I ran into some liquid dropped on mints at a festival last month, first acid I've had in about 2 years, maybe a little longer, and it was TOP NOTCH.  First time I've ever only needed one hit.  Full blown visuals and the best, happy-mellow vibe.


----------



## MyDoorsAreOpen

I'm looking forward to this summer very much.


----------



## mikeyvuitton

Do the Hoffman blotters, the anniversary with him on the bike ones, Have a black pattern on the back some kinda symbol? I grabbed a sheet and didnt pay attention if it had that on the back last time or not.


----------



## xploit

mikeyvuitton said:


> Do the Hoffman blotters, the anniversary with him on the bike ones, Have a black pattern on the back some kinda symbol? I grabbed a sheet and didnt pay attention if it had that on the back last time or not.



If you're talking about the Ohm on the back (such as this pic taken from Australian discussion), then yes... Have heard good and bad about these, from sheets being really good to being really inconsistent.


*NSFW*:


----------



## mha2345

Getting a book in at some point this week. 
here's to the summer flood


----------



## Roger&Me

OK, I'm going to say this at risk of jinxing myself. 

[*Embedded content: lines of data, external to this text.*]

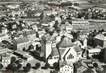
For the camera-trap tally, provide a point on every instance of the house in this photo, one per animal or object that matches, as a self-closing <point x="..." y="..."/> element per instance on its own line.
<point x="80" y="22"/>
<point x="31" y="35"/>
<point x="67" y="69"/>
<point x="99" y="40"/>
<point x="21" y="43"/>
<point x="105" y="40"/>
<point x="67" y="51"/>
<point x="4" y="37"/>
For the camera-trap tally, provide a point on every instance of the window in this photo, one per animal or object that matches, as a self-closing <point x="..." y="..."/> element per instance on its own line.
<point x="70" y="56"/>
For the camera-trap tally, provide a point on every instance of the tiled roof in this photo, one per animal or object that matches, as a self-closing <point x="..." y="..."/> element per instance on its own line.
<point x="30" y="32"/>
<point x="66" y="42"/>
<point x="21" y="40"/>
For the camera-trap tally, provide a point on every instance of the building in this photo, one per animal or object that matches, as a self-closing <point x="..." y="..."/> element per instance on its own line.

But acid is back in Dallas.  I just saw 2 vials of liquid, and _hopefully_ if this guy doesn't shady out on me, I'll have a decent little stash pretty soon (I just have to get some damn funds together first, it sucks being broke haha)

*crosses fingers*


----------



## PaxTX

Seems like there is always acid in TX in the summer, though dosage seems to vary from year to year. The last time I took some, about a year ago, it was clean but not that strong. I had stuff back in 2005 that was serious mindblowing, trip to other dimensions shit off of one hit. 2006-2007 was good too. All liquid, BTW.


----------



## rike1

The crucified jesus is in SoFla.

Im picking up some Saturday. Ill let you guys know.


----------



## lsdongs

NoVA/DC -- what's the word on the streets


----------



## mha2345

Some really good  needlepoint WoW just hit the southeast, unperfed, some of the pages are still wet they are so fresh.

Very potent, and SUPER clean.. id guess 150 mics per, maybe even more


----------



## electricladylan

*nj*

south jersey. whats good?


----------



## ODB

NE1 seen sum good tabs in washington?


----------



## kroozer_*

Yeah, it's some BS! People have been selling DOI as L at some festies. Was not expecting that for a trip.


----------



## tylerwashere

every once in awhile cid FLOODS into SFL and its such happy time :D but like half the time its either bone sry or filled with fake shit of somethin you really dont wanna eat. ive definitely eaten some super strong acid down here though thats for sure.

TRIP BALLS EVERYONE


----------



## kronix420

sum WOW in south east mi i havent got to eat none of what i got yet but from what i hear this years batch so far is just awsome.


Happy Trails


----------



## bishop912

anyone run across any good L in the memphis area? I haven't seen any in forever...


----------



## Cunning_Linquist

My first post in like 3 or 4 years(formerly Slipknot) Anywho, just moved out of south florida(Broward) and can vouch that cid is available. However extremely limited quantity and the price is completely fucked, but hey, supply and demand right. What I got was solid white non perferated. Decently strong, maybe 150mic if I had to guesstimate and exceptionally clean. Located it in the Davie/Hollywood area. I had just been talking to a buddy a few nights before about how much I missed acid. I guess god was listening cause a few days later I was at a good friend/connects house and in walks a sheet while i'm there. The price will throw you for a loop at first, but if you truely love acid it's worth it.


----------



## tingtangman

ate some kool-aid tabs over the weekend. seemed pretty damn strong to me. i was faced allllll day long.


----------



## wng-

tingtangman,

I just picked up some of those last night, was going to come in here and ask how they were.

are you in the northeast?


----------



## tripmonkey505

^yeah i got some of those they were in Mass they were pretty fucking strong.


----------



## Delta-9-THC

I have heard that these(the kool-aids) have been floating around festies lately. Supposed to be good and strong. I will definitely search for this print first before buying an unknown on lot.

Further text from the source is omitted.